SARS-CoV-2 auch im Gehirn

Neurologische Symptome bei COVID-19

Stuttgart - 13.07.2020, 12:45 Uhr

SARS-CoV-2 führt auch zu neurologischen Störungen. (s / Foto: Vink Fan / stock.adobe.com)

SARS-CoV-2 führt auch zu neurologischen Störungen. (s / Foto: Vink Fan / stock.adobe.com)

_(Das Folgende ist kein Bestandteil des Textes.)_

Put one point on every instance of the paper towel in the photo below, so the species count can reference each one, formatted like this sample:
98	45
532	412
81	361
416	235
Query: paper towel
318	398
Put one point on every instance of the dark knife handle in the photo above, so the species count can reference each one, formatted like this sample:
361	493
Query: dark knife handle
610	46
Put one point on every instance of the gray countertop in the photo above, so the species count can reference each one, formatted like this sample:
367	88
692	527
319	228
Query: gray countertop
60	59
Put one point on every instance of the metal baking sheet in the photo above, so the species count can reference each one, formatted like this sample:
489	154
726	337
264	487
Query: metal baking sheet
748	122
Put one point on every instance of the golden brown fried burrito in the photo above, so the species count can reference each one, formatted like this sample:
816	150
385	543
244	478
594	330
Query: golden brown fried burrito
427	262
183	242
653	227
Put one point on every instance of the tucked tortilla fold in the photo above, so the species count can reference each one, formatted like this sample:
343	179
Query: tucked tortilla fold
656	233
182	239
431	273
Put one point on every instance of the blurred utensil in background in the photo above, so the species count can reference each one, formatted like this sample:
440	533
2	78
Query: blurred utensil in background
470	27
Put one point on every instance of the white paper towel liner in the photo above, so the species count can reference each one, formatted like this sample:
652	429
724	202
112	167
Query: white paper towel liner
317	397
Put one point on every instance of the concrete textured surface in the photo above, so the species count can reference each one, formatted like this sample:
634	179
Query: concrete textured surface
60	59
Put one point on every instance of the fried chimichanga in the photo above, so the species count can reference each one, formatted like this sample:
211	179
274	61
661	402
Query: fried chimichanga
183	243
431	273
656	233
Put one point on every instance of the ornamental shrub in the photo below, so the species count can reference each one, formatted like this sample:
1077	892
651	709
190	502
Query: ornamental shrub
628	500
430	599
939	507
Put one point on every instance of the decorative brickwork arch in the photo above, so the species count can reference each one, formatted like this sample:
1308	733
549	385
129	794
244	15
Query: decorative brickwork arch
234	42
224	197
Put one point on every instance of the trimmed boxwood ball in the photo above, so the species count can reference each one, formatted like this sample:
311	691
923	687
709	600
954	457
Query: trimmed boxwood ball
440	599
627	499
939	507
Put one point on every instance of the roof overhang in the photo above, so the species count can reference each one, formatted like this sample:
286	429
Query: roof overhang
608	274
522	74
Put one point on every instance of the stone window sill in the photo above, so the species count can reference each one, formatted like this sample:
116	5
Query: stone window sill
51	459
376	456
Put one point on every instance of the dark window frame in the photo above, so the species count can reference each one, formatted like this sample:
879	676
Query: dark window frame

Das neuartige Coronavirus SARS-CoV-2 stoppt auch vor dem Gehirn nicht. Der für eine Infektion entscheidende Rezeptor ACE2 wird auch von verschiedenen Geweben im Zentralnervensystem exprimiert, sodass infizierte Immunzellen – einem „trojanische Pferde“ gleich – ins ZNS gelangen. Die Folge sind verschiedene neurologische Symptome. Geruchs- und Geschmacksverlust sowie Kopfschmerz sind so häufig, dass sie mittlerweile als diagnostische Hinweise gelten.

Das neuartige Coronavirus SARS-CoV-2 nutzt das auf Zellmembranen ­lokalisierte Angiotensin-Converting Enzyme 2 (ACE2) als Rezeptor, um sich Eingang in die Zelle zu ver­schaffen. ACE2 wird in zahlreichen Geweben exprimiert. In neueren Arbeiten konnte ACE2 in mehreren ZNS-Strukturen nachgewiesen werden. Zelltypen, die ACE2 tragen, sind neben Neuronen die Microglia, Astrozyten und Oligodendrozyten. Die verbreitete Expression von ACE2 im Gehirn legt nahe, dass SARS-CoV-2 eine neurotrope Infektiosität besitzt, schreiben Forscher der Yale School of Medicine, New Haven, US. In „JAMA Neurology“ geben sie eine Übersicht über die ­Infektionswege von Coronaviren, ihre Zielgewebe und die resultierenden neurologischen Symptome.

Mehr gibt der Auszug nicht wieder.